Los aguateros recorrían la ciudad con barriles y cubos, vendiendo agua limpia en tiempos donde el acueducto era privilegio. Eran figuras esenciales, pero invisibles en los registros. Su paso marcaba el ritmo de la mañana.

Los pregoneros, con sus voces afinadas, vendían desde frutas hasta remedios. “¡Mamey maduro, que endulza el corazón!” gritaban, y con cada frase construían una poética urbana. Eran emisarios del sabor, del olor, del tiempo. Algunos pregones eran breves cánticos con ritmo pegajoso que sacaba a las caseras a las puertas de sus casas con el bolsillo dispuesto ya para la compra. Quién no ha cantado alguna vez medio distraído o a voz en cuello en medio de una fiesta: “¡Maní, manisero se va, caserita no te acuestes a dormir sin comerte un cucurucho de maní…!”

El hecho de que El manisero, de Moisés Simons, haya sido el primer gran éxito internacional de la música cubana, incorporado incluso en filmes de la industria cinematográfica mexicana, da una idea de lo que fue el arte del pregón en la Cuba colonial y republicana.

Las costureras, muchas veces trabajando en casa, eran las que vestían a la ciudad. Con retazos, botones reciclados y tijeras heredadas, creaban trajes para bodas, bautizos, entierros. Eran narradoras textiles. Es cierto que algunas, en especial francesas, lograron prosperar y montar sus propios atelieres con clientela refinada y exigente, pero eran pocas.

Los zapateros, escondidos en talleres mínimos, reparaban los pasos de la ciudad. Cada suela cosida era una historia que continuaba. Cada clavo, una resistencia. Libertos y españoles pobres fabricaban los mejores zapatos de los habaneros, que se sentían, al decir de gente de entonces, como seda en los pies.

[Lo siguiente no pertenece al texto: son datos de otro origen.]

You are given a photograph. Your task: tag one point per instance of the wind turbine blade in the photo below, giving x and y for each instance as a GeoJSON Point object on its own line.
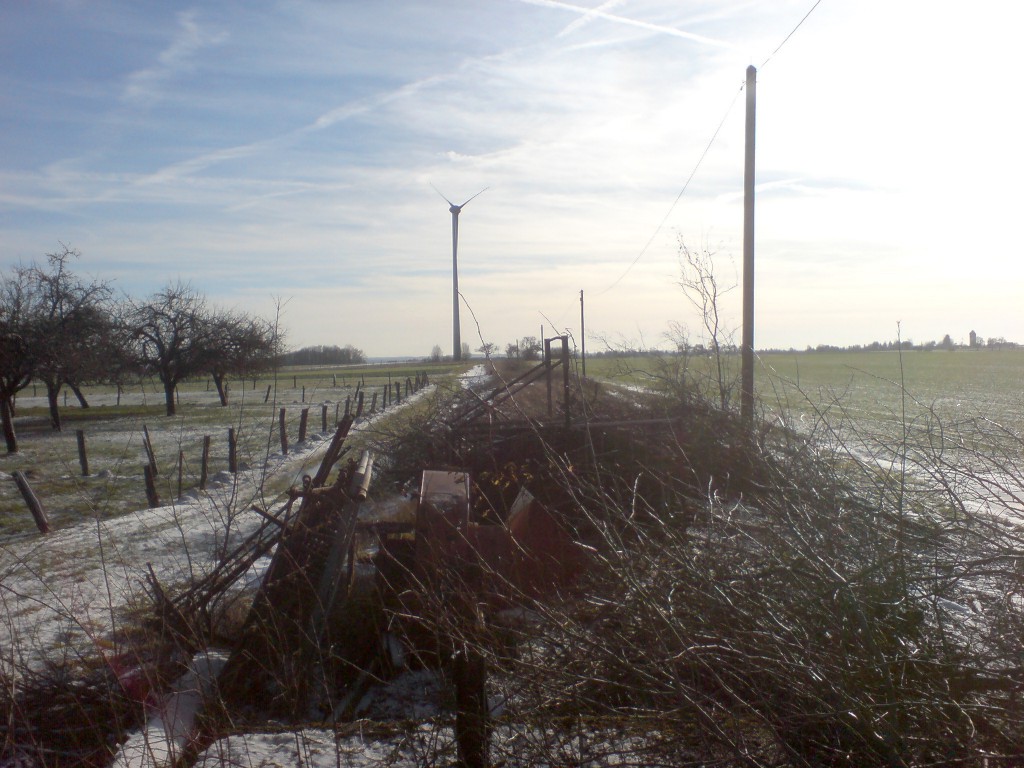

Y hay un personaje que no puede faltar en una crónica sobre oficios humildes en La Habana colonial: el farolero. En la capital, recorrían las calles al caer la tarde, encendiendo uno por uno los faroles de gas que iluminaban la ciudad. Llevaban una vara larga con una llama protegida en la punta, y a veces una escalerilla para alcanzar los faroles más altos. En los barrios extramuros algunos niños traviesos les lanzaban piedras desde sus escondites, y los faroleros, muchos de ellos españoles, les reprendían siseando cómicamente mientras los amenazaban con sus varas.

El farolero no solo encendía la luz: marcaba el inicio de la noche urbana, el momento en que la ciudad cambiaba de ritmo. Su figura era tan cotidiana como simbólica, y en muchos barrios se le reconocía por su puntualidad y por el silencio con que realizaba su tarea.

En algunas crónicas costumbristas del siglo XIX, se les describe como hombres discretos, casi invisibles, pero esenciales. Su oficio desapareció con la llegada de la electricidad, pero su imagen quedó en la memoria como parte del paisaje emocional de la ciudad.

Durante la República, estos oficios siguieron siendo esenciales, pero la modernidad los fue desplazando. Las lavanderas fueron reemplazadas por lavanderías industriales, y muchas lavanderías pequeñas propiedad de familias chinas que hacían un trabajo impecable en tiempo record, y entregaban la ropa almidonada, planchada y doblada sin una sola arruga. Y además, blanqueada con añil. 

Los aguateros fueron desplazados por un sistema moderno de tuberías. Los pregoneros, por anuncios, que la introducción de la radio ayudó a amplificar. Pero su memoria persiste.

La Habana no fue solo la ciudad de los salones y los cafés. Fue también la ciudad de los patios, los callejones, los pregones. Y en esos espacios, los oficios invisibles sostuvieron la vida con dignidad.